By now, the American animation distributor GKids has become such a trusted name that even its lesser releases are a must-see for fans of the medium. Phantom Boy is the follow-up to Jean-Loup Felicioli and Alain Gagnol’s surprise Academy Award nominee A Cat In Paris, and while it lacks the fleetness of the earlier film, once again the filmmakers bring a design sense and a set of storytelling influences unlike anything happening in feature-length cartoons today. With a visual and narrative style that resembles American cartoonist Richard Sala, Felicioli and Gagnol explore an urban landscape filled with master criminals, wily detectives, intrepid reporters, and supernatural phenomena. Even though it doesn’t all come together thrillingly, Phantom Boy garners a lot of goodwill just for looking and feeling original.
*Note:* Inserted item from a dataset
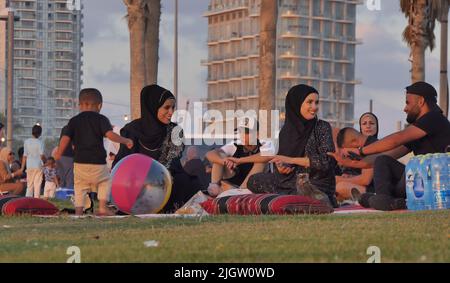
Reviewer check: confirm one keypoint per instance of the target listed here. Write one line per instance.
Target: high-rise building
(47, 65)
(315, 45)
The boy in Phantom Boy is Leo, a preteen New Yorker who, at the start of the film, is hospitalized with an unnamed illness that appears to be either cancer or cancer-adjacent (judging by the fact that Leo has his head shaved when he’s admitted). Not long after he arrives, the hero meets Alex, a brave cop recovering from a crippling on-the-job injury. Around the same time, the boy discovers that he has the power to leave his physical body behind and to float, unseen, throughout the city. Soon Alex and Leo are teaming up from their hospital rooms, remotely working to foil a crime wave masterminded by the masked gangster known as The Man With The Broken Face. Their main ally in this crusade is Mary, an investigative journalist who believes their wild “hunches.”